Tom Donohue, President and CEO, U. S. Chamber of Commerce (whose recent joint effort with the Center for American Progress was trashed here earlier)

Tom Luce III, CEO, National Math and Science Initiative (former Assistant Secretary)

Shelia Evans-Tranumn, Associate Commissioner of Education, New York

Janet Murguia, President and CEO of La Raza (Murguia and Tranumn are the token minorities in the room).

Ed Rust Jr., President and CEO State Farm Mutual (and why?

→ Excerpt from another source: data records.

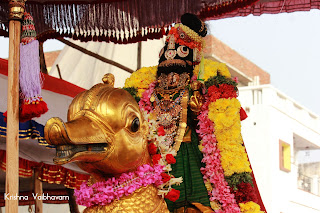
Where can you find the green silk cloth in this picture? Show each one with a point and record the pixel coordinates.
(187, 166)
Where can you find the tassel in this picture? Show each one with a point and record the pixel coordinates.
(32, 104)
(30, 82)
(243, 114)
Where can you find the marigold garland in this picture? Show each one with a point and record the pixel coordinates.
(250, 207)
(221, 141)
(225, 114)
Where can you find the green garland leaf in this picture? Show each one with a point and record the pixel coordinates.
(237, 178)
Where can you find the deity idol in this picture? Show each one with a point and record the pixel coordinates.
(194, 120)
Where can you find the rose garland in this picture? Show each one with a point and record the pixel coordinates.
(102, 193)
(161, 153)
(213, 172)
(226, 176)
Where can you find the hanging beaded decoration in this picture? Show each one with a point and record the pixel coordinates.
(170, 105)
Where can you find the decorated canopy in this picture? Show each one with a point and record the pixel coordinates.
(34, 152)
(124, 21)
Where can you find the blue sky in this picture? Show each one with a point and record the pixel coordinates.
(285, 45)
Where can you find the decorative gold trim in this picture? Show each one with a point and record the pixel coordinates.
(16, 9)
(183, 121)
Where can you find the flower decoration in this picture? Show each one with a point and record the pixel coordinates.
(102, 193)
(141, 79)
(227, 172)
(170, 159)
(173, 195)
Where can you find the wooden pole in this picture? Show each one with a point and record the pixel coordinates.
(139, 55)
(38, 190)
(95, 55)
(16, 9)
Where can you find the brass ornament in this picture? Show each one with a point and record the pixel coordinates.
(108, 79)
(143, 200)
(16, 9)
(98, 134)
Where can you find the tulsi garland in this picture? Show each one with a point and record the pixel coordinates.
(227, 171)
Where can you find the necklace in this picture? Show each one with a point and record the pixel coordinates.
(169, 112)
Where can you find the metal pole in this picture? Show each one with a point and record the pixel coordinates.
(16, 10)
(38, 190)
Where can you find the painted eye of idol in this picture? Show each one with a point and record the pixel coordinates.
(183, 51)
(135, 125)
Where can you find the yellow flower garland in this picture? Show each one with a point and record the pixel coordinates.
(211, 69)
(225, 115)
(250, 207)
(141, 79)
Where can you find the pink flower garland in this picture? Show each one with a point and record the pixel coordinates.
(213, 170)
(144, 102)
(102, 193)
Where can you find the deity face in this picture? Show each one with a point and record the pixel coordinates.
(175, 58)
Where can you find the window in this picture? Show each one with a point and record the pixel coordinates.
(307, 162)
(285, 156)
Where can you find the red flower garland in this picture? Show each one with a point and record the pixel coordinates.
(165, 177)
(245, 193)
(173, 195)
(170, 159)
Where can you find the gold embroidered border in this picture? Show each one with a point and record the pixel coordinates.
(183, 121)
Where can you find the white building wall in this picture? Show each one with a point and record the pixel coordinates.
(272, 116)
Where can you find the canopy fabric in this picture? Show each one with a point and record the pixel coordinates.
(34, 152)
(74, 65)
(267, 7)
(126, 21)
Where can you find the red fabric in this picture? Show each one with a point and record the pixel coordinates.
(49, 83)
(48, 173)
(243, 114)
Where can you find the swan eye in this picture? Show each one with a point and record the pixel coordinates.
(183, 51)
(135, 125)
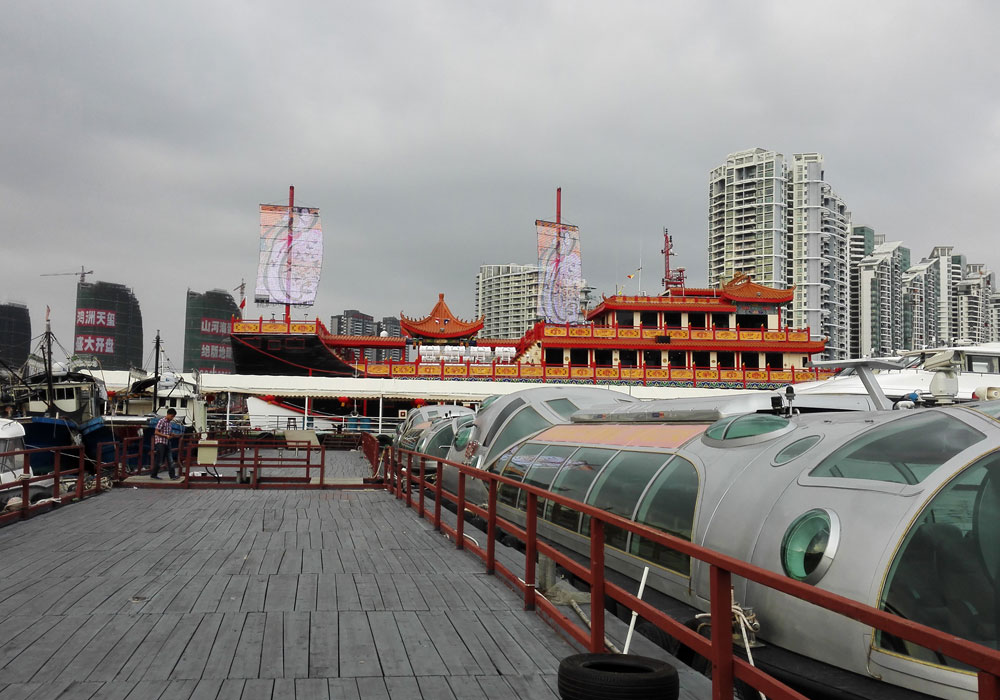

Because his daddy was and his granddaddy before him; also previous, maybe current head of the Business Roundtable's education task force).

Art Ryan, Chairman and CEO, Prudential Financial

Paul Vallas, CEO, School District of Philadelphia

An article by one of two reporters permitted in the room (open government?) said there was "unified agreement" on reauthorization and that the group mentioned "international competitiveness and social justice" as rationales.

Washington Post editor Ruth Marcus recently (April 4) wrote "Fox-in-the-Henhouse Government:" "The tornado of disastrous headlines--Pentagon can't take proper care of its' wounded, a Justice Department that can't be trusted to follow the law or tell the truth to Congress, a top White House aide who lied to a grand jury--has been so overpowering that the day-to-day outrages of life in the Bush administration tend to get overlooked." She then lists many outrages that were barely noticed.

Add to this Paul Krugman's revelation that televangelist Pat Robertson brags he has 150 graduates from his Regents University in the Bush administration, then blend in the usual suspects listed above and remember that Margaret Spellings' very first act as Secretary of Education was to ban an episode of "Postcards from Buster" because it incidentally showed Lesbian families. If you're an administrator, teacher, parent or kid, you can find reason to be scared, very scared.